下のグラフは、フライアット EVOと、市場で人気の高い中級者向けラバー「バタフライ ロゼナ」および「ニッタク ファスタークG-1」の公式性能値を比較したものです。フライアット EVOは、ファスタークG-1に比べてスピードで勝り、スピンでは若干劣るものの、ロゼナと比較するとよりスピード志向の性能バランスであることがわかります。
フライアットシリーズ内での位置づけ
フライアットシリーズには、スピン重視の「フライアット スピン」、コントロール重視の「フライアット ソフト」など、異なる特徴を持つラバーが存在します。EVOは、その中で最もスピード性能を強化したモデルとして位置づけられています。
右のグラフはシリーズ内の性能を比較したものです。「フライアット スピン」がスピン性能で優れている一方、「フライアット EVO」はスピードで他を圧倒しています。硬度30.0という柔らかいスポンジは「フライアット ソフト」と同等でありながら、スピード性能を大幅に向上させている点がEVOの最大の特徴と言えるでしょう。
フライアット EVOの核心技術と2つの特徴
フライアット EVOの優れた性能は、ニッタク独自の技術と素材の組み合わせによって実現されています。ここでは、その核心となる2つの特徴を深掘りします。
特徴①:軽打でも加速する「高弾力スポンジ」
フライアット EVOの最大の特徴の一つが、「軽く打ってもよく弾む」高弾力スポンジです。硬度30.0という柔らかいスポンジは、インパクトの瞬間にボールを深く食い込ませ、スポンジ自体の反発力でボールを力強く弾き出します。

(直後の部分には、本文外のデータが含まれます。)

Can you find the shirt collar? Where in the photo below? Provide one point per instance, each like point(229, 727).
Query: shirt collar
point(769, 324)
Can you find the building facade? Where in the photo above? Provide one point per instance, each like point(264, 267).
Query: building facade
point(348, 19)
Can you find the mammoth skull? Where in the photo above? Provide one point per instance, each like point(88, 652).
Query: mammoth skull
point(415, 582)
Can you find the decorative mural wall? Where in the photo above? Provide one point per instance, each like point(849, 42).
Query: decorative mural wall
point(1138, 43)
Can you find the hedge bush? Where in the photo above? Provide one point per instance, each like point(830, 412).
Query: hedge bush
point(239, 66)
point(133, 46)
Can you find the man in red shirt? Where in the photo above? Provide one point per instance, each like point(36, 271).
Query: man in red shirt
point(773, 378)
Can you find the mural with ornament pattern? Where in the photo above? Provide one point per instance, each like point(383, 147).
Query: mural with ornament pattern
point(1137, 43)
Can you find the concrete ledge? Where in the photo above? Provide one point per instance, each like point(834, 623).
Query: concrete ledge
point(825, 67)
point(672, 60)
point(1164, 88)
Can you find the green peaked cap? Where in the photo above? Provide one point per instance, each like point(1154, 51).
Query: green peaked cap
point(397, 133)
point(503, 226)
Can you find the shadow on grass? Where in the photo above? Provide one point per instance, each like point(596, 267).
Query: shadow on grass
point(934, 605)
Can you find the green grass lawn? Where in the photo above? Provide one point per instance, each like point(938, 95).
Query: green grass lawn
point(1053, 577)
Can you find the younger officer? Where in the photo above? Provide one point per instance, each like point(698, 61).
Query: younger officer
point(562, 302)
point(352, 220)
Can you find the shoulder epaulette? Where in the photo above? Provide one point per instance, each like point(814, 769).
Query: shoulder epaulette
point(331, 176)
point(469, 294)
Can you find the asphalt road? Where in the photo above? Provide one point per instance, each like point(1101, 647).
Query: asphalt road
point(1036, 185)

これにより、フルスイングが難しい体勢からでも、またパワーに自信がない選手でも、 상대コートに深く突き刺さるスピードボールを放つことが可能です。特に、コンパクトなスイングが求められるバックハンドや、ラリー戦での素早い切り返しにおいて、この特性は大きな武器となります。
特徴②:ボールを掴む「天然ゴムシート」と「AC技術」
スピード性能を追求しつつも、スピンとコントロールを疎かにしていないのがフライアット EVOのもう一つの魅力です。その鍵を握るのが、グリップ力に優れた天然ゴムシートと、ニッタク独自の「アクティブチャージ(AC)」技術です。
アクティブチャージ(AC)とは:ゴム本来の弾力性を最大限に引き出し、ラバーの表面(シート)とスポンジを化学的に張り詰めた状態(テンション)にする技術。ボールがラバーに食い込むことで強い回転がかかり、相手の球威に負けずに弾き返すことができます。
天然ゴム由来のシートはボールをしっかりと掴む(引っかける)感覚をもたらし、AC技術によって増幅されたテンションが、そのボールをスピーディーに射出します。これにより、ただ速いだけでなく、回転のかかった質の高いドライブや、安定したブロックが可能になります。フラットに叩けばスピードが出て、擦れば回転がかかるという、現代卓球に求められる万能性を高いレベルで実現しています。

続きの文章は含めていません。